Deux éléments ressortent du rapport d’interrogatoire de la femme arrêtée pour le meurtre de son fils : l’« obsession » de l’autisme et la version de l’accident.

Un accident tragique, avec l’enfant qui lui aurait glissé des mains et a fini par tomber à l’eau. Mais aussi un « ver continu », ce spectre de l’autisme qui, selon elle, affligeait l’enfant. Tels sont les détails qui ressortent du mandat d’arrêt d’Adalgisa Gamba, la femme de 40 ans originaire de la tour du grec, dans la province de Naples, accusée du meurtre de son fils de tout juste deux ans et demi.

Le juge des enquêtes préliminaires du Tribunal de Torre Annunziata Fernanda Iannone a validé la détention chez la femme, qui est maintenant en prison. Dans l’ordre de validation, vous pouvez également lire quelques extraits du rapport d’interrogatoire remis au procureur par la femme. Deux éléments qui apparaissent en évidence : le « ver » sur l’autisme présumé (et non corroboré par un diagnostic médical) du fils, jusqu’à sa version de la nuit de la noyade.

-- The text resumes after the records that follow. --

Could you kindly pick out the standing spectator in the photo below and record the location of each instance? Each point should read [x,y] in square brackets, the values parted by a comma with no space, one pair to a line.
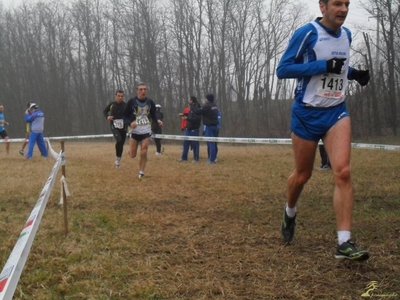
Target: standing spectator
[3,132]
[318,57]
[325,163]
[217,134]
[35,117]
[209,112]
[183,120]
[139,112]
[193,123]
[157,129]
[114,113]
[25,142]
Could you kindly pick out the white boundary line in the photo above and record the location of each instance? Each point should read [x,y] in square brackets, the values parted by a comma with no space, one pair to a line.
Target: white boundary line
[221,139]
[12,270]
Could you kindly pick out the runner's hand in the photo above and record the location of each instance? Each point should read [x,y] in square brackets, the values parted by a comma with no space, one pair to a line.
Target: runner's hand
[334,65]
[361,76]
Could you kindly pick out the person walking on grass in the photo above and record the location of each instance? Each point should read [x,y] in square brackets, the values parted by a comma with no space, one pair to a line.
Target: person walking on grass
[3,132]
[139,113]
[193,123]
[114,113]
[209,113]
[25,142]
[35,117]
[318,57]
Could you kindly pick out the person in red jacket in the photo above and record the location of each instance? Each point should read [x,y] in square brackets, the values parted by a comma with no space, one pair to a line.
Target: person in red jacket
[183,119]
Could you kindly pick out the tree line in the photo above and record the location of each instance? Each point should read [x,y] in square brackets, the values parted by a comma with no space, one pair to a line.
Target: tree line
[70,58]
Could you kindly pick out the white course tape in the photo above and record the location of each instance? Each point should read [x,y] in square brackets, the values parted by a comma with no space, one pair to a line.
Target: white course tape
[64,185]
[53,153]
[223,140]
[12,270]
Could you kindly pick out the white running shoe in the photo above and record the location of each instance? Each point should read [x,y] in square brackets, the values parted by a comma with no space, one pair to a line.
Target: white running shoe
[118,162]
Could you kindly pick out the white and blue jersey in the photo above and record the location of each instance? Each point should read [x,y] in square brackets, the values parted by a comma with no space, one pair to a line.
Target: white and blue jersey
[1,122]
[305,59]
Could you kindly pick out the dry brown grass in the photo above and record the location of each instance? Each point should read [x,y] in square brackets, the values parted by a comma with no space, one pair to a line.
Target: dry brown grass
[197,231]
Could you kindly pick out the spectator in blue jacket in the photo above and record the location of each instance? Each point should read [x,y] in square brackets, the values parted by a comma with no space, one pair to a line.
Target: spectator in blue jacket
[193,122]
[209,113]
[35,117]
[217,134]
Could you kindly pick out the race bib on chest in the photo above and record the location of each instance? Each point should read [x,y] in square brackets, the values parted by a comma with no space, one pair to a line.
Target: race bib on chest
[331,86]
[118,123]
[142,120]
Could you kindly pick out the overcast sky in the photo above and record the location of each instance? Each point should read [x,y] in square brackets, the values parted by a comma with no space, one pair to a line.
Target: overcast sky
[357,17]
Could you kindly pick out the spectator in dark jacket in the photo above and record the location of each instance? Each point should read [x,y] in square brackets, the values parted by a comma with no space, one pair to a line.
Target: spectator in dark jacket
[193,123]
[209,112]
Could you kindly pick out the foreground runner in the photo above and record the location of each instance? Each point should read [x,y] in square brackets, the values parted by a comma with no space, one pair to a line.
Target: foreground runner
[139,112]
[318,56]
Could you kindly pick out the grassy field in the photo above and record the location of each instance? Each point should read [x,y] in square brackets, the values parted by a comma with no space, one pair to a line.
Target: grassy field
[198,231]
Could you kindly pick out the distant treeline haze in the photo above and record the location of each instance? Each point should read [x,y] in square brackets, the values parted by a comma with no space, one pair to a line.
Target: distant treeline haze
[70,57]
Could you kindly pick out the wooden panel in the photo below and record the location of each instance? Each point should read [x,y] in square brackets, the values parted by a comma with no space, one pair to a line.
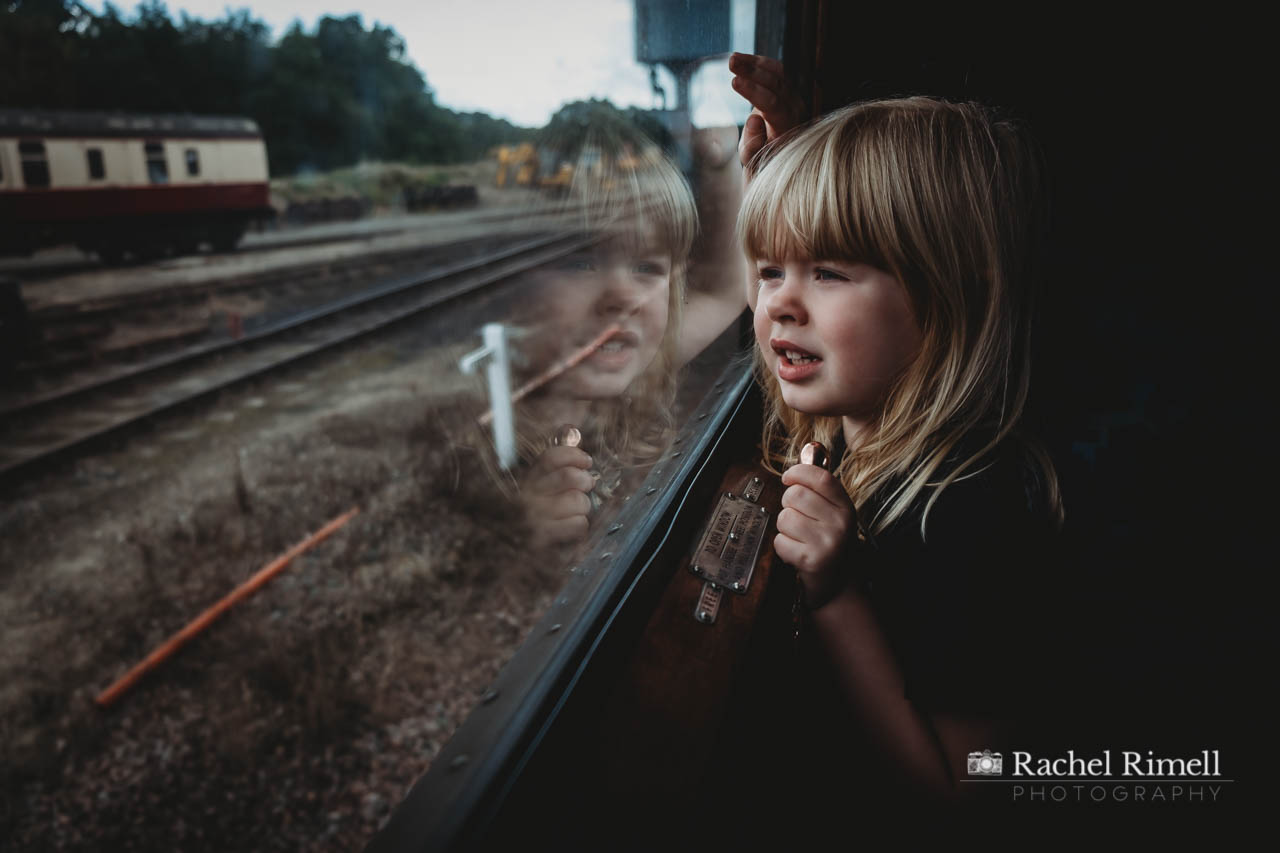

La femme a expliqué avoir remarqué un certain retard d’élocution chez le petit, avec des « mouvements répétés de la main », que le petit aurait également agité devant le visage. Une conviction telle qu’en parler même avec la mère, autant qu’en venir à penser que « peut-être aurait-il mieux valu n’avoir qu’une seule fille ». Une fille qui, en revanche, enfant n’avait jamais manifesté ces attitudes, qui auraient déclenché des soupçons chez la femme. La nuit de la noyade se serait pourtant déroulée différemment : la femme a expliqué qu’elle était « dans un état confus », qu’elle avait atteint la plage de La Scala, et là l’enfant aurait laissé sa main courir vers la mer. À ce moment-là, le petit aurait trébuché, tombant à l’eau. « je n’ai pas pu l’avoir à temps, m’a regardé, a respiré. Alors j’ai demandé de l’aide, mais ils ne m’ont pas entendu. » Une version qui est en train d’être examinée par les enquêteurs, qui n’excluent rien.